Bigquery Column addition and historical update-CodePudding

We have a bigquery table which holds around 50 GB of logistics data. Recently due to business requirement we had to introduce a new column which works pretty well for the new data but we want to fix the historical data as well for this column.

This personal column is pushed from python and is derived from logistics column which is pipe delimited.

Note :We have data till 2021-01-01 which needs to be updated.

What is the fastest way to achieve this using SQL ?

CodePudding user response：

I think you can use an update query to calculate the Logistics columns for historical data :

update `my_project.my_dataset.my_table`
set Logistics = CONCAT(column1, "|", column2, "|", ....)
where 1 = 1

If your table is partitioned (maybe the column Date), you can add dates ranges in where clause if needed to not process all the table.

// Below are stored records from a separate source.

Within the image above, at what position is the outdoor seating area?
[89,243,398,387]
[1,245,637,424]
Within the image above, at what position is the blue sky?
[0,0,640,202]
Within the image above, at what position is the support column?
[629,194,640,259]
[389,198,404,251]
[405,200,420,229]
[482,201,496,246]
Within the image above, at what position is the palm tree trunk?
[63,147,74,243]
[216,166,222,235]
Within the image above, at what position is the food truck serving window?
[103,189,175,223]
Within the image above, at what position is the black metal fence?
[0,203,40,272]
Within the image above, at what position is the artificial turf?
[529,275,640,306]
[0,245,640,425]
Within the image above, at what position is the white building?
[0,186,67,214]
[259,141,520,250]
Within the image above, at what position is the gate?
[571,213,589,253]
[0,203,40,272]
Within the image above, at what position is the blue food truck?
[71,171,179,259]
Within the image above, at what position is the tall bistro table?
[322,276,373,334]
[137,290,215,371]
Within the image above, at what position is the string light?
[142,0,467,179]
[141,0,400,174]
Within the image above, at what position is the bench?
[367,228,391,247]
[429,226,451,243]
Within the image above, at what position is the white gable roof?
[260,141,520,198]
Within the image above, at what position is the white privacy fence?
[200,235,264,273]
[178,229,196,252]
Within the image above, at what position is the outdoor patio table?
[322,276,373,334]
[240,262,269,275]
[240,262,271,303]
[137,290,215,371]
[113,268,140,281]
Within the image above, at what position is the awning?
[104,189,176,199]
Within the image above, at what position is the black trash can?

For example if historical data is until a date, you are not obliged to execute the update query for all the data in table, and in this case the cost will be cheaper.

CodePudding user response：

As per my understanding, Personal is actually derived from Y or N substring in logistics. If thats so, then you can fetch this substring using regex and later you could populate Personal based on this. As your table is in BigQuery so you can execute following command to do the same.[Kindly change regex as per your requirement]

e.g.  UPDATE `project.dataset.table_name`
      SET Personal = CASE 
                      WHEN REGEXP_EXTRACT(Logistics, r'\|[YN]\|') = '|Y|'
                      THEN 'Yes'
                      ELSE 'No'
                     END
      WHERE DATE <= DATE('2021-01-01')